Adding brinzolamide and brimonidine to the medical regimen for the left eye lowered the IOP to 28 mm Hg. A third SLT procedure was performed on the left eye. One month after the procedure, IOP was 17 mm Hg OD and 74 mm Hg OS. Although there was no corneal edema and the patient reported no ocular pain, visual acuity had decreased from 20/20 to 20/80 OS. In addition, the eye had a new relative afferent pupillary defect, 3+ pigment and flare in the anterior chamber, and an optic disc hemorrhage. An anterior chamber paracentesis was performed, which reduced the IOP to 10 mm Hg. Four classes of topical ocular hypotensive medications and acetazolamide were instilled. Eighty minutes later, IOP was 46 mm Hg. A second paracentesis was performed, after which pilocarpine, acetazolamide, and five classes of topical ocular hypotensive medications were instilled. IOP settled at 38 mm Hg.

What form of glaucoma surgical intervention would you perform and when?
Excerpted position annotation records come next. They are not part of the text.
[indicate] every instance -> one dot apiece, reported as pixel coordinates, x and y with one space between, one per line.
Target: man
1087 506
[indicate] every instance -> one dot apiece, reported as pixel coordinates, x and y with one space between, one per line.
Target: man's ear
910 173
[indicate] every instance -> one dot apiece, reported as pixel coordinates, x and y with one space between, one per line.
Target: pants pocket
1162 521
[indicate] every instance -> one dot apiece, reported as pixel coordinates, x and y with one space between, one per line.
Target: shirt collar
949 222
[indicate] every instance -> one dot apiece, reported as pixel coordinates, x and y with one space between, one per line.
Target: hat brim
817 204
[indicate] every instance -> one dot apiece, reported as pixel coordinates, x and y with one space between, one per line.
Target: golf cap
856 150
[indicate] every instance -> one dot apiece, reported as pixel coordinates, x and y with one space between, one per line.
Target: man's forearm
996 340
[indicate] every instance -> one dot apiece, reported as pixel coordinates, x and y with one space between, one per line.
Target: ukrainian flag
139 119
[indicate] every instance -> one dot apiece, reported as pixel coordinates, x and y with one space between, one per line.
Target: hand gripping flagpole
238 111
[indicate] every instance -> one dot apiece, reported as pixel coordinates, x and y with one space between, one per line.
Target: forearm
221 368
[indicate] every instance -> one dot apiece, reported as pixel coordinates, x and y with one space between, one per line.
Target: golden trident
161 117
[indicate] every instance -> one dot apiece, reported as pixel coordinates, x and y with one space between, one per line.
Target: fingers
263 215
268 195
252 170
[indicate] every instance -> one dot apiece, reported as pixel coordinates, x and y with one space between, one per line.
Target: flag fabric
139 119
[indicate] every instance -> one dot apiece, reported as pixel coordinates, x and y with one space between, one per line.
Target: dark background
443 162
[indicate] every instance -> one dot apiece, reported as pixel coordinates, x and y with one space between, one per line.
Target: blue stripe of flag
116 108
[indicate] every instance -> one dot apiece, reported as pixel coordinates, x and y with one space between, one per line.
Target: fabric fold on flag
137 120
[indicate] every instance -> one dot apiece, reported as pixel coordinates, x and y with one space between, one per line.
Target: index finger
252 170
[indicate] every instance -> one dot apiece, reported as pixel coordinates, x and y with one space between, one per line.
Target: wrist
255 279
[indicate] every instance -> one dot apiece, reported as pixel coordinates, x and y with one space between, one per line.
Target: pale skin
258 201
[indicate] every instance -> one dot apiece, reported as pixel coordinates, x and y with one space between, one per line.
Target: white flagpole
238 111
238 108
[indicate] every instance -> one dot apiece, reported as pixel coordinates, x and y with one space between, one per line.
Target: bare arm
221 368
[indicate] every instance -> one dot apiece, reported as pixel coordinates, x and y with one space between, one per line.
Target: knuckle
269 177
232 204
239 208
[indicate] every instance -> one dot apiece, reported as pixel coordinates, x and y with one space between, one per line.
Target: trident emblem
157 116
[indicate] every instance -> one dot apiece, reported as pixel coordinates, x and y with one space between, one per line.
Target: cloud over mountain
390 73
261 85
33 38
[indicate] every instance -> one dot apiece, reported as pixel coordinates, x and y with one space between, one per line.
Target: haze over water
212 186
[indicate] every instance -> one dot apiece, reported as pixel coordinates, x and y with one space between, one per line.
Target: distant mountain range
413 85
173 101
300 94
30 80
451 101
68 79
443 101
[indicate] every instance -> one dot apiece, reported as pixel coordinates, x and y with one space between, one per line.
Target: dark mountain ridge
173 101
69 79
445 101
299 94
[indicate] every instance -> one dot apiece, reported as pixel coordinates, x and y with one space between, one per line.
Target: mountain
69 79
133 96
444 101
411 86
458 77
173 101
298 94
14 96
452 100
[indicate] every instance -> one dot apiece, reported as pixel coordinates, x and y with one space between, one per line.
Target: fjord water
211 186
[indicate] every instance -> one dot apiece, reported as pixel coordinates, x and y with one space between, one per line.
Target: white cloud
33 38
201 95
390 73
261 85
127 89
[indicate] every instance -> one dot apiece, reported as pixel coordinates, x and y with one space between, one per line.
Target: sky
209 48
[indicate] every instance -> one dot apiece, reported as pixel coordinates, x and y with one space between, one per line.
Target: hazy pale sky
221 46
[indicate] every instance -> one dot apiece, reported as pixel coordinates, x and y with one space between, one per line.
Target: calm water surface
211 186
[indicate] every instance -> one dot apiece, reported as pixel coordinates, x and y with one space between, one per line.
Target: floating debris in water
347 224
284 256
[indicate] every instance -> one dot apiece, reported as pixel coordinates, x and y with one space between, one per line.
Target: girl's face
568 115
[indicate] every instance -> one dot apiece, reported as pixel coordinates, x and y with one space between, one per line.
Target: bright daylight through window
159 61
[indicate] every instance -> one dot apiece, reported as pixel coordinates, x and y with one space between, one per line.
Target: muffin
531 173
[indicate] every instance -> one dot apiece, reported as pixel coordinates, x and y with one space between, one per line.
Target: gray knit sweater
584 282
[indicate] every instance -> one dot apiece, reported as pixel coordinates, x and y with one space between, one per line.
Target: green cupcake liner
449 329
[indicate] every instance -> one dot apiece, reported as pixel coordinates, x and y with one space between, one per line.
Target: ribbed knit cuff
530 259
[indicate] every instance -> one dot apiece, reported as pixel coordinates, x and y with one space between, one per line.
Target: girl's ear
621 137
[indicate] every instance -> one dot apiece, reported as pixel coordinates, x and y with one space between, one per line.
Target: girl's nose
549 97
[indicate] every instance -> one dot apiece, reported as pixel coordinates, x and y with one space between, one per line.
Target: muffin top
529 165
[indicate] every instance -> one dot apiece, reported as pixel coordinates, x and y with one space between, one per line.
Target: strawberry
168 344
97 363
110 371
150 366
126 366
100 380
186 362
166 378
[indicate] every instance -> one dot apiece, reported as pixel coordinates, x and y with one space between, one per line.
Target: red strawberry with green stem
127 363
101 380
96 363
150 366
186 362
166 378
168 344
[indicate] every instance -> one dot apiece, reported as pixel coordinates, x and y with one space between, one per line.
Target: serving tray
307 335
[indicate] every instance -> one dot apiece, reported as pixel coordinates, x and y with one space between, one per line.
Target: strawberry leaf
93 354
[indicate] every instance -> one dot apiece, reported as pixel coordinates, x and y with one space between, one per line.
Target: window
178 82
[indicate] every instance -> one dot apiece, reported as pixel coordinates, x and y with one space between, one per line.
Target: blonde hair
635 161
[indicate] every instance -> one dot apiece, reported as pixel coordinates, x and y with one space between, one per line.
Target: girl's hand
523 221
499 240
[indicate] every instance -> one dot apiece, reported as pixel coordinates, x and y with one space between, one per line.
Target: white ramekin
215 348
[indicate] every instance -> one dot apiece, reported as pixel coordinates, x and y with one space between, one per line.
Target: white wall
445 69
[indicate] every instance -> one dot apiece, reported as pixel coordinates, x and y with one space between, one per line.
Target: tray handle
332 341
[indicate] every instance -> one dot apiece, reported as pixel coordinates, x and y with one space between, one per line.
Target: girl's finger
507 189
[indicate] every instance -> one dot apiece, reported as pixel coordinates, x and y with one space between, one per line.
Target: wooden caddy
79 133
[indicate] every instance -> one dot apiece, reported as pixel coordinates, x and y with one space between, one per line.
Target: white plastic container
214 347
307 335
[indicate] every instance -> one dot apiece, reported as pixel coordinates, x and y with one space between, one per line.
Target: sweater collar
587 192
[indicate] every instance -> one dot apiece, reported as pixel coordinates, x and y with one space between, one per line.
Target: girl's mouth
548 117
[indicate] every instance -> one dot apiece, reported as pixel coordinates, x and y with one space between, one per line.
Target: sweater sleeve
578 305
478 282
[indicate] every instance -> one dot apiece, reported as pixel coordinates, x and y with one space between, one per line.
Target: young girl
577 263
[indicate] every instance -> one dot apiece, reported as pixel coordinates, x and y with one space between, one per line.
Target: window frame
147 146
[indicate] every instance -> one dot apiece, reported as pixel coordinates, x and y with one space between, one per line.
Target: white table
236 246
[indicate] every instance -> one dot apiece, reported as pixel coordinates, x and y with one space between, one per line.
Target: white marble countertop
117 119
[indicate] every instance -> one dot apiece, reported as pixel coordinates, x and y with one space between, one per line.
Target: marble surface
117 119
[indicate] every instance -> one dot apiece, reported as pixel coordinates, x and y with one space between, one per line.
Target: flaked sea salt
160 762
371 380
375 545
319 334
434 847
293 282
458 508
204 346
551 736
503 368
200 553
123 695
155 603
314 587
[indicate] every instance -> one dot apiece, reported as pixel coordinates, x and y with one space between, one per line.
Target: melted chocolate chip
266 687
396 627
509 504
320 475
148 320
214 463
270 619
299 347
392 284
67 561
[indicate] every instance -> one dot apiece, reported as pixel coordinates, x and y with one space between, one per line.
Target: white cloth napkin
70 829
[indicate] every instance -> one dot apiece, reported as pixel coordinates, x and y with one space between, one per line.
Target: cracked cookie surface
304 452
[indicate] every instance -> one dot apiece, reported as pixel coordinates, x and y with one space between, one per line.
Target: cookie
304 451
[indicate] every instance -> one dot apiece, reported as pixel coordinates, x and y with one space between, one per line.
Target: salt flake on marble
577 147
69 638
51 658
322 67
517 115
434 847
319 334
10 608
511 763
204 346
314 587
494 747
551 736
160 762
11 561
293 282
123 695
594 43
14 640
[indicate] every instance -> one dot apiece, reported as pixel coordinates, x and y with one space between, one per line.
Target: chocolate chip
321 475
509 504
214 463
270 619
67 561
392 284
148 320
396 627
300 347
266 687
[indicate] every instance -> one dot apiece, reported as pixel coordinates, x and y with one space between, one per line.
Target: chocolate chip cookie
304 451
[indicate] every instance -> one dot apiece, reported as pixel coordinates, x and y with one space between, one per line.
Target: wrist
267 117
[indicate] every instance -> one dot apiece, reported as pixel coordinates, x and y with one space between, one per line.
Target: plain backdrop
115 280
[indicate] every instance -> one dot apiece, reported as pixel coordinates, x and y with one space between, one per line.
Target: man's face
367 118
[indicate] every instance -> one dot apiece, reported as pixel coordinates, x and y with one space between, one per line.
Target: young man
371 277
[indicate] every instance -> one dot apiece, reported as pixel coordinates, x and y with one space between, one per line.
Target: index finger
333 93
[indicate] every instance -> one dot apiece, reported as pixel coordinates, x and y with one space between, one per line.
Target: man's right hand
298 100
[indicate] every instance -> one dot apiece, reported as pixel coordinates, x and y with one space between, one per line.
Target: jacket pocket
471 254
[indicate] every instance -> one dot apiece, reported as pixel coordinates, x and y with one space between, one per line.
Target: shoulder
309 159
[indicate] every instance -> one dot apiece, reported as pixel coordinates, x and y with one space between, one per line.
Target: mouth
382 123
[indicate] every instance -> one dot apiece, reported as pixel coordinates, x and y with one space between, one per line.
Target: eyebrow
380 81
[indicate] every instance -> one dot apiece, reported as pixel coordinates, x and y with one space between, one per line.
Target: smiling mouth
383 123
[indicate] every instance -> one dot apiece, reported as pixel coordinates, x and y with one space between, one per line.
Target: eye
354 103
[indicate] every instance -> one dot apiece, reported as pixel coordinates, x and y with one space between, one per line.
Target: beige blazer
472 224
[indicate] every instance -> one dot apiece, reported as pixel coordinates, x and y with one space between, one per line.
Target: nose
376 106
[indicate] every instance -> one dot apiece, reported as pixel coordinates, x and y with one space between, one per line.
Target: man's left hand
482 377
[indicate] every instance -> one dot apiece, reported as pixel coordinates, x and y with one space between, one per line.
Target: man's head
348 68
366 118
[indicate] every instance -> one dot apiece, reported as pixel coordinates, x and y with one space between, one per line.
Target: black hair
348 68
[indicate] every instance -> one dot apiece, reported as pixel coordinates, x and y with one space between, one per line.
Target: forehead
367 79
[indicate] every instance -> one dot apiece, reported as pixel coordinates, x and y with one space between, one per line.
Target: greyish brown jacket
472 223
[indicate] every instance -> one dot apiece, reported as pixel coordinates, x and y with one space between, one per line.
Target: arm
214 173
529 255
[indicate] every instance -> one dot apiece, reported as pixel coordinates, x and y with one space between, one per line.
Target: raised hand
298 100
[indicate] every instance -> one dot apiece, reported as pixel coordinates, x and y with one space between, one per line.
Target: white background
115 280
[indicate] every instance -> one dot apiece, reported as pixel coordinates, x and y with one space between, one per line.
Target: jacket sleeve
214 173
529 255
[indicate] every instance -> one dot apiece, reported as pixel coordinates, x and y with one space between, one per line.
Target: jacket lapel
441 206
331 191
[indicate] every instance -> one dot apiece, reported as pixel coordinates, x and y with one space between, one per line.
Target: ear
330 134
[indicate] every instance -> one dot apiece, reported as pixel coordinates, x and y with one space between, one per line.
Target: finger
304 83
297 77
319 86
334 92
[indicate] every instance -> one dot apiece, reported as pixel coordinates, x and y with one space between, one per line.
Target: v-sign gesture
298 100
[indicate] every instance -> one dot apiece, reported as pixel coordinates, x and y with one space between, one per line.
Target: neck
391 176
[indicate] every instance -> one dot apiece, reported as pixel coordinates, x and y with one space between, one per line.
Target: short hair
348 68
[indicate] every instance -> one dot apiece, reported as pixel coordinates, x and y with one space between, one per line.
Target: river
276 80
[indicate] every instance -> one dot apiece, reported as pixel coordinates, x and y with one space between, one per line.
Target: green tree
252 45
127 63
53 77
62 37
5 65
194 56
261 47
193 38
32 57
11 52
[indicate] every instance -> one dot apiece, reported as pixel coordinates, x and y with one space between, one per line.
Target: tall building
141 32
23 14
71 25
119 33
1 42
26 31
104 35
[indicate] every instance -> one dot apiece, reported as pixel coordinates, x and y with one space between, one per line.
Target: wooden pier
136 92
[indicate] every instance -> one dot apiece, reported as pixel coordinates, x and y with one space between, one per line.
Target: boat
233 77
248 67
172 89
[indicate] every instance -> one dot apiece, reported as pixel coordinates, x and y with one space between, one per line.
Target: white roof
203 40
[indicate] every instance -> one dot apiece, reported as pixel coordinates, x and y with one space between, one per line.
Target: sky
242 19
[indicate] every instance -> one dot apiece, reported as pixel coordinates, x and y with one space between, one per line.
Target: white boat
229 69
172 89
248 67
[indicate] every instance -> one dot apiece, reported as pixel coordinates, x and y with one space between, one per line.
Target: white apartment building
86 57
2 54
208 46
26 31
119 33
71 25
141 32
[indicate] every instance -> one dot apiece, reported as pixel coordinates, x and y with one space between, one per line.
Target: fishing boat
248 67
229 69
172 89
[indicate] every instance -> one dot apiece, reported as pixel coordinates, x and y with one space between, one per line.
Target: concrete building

—Case prepared by Devesh K. Varma, MD, FRCSC


Based on the presence of a Krukenberg spindle, marked trabecular meshwork pigmentation, and elevated IOP, the likely diagnosis in this case is pigmentary glaucoma. Radial midperipheral transillumination defects of the iris are pathognomonic for pigment dispersion syndrome and pigmentary glaucoma, although these signs are frequently absent (especially in eyes with dark irides).1 The patient’s age and myopic refractive error support a diagnosis of pigmentary glaucoma. There are other causes of secondary open-angle glaucoma with markedly elevated IOP such as Posner-Schlossman syndrome, trauma, and pseudoexfoliation glaucoma. These etiologies were excluded by a careful ophthalmic examination.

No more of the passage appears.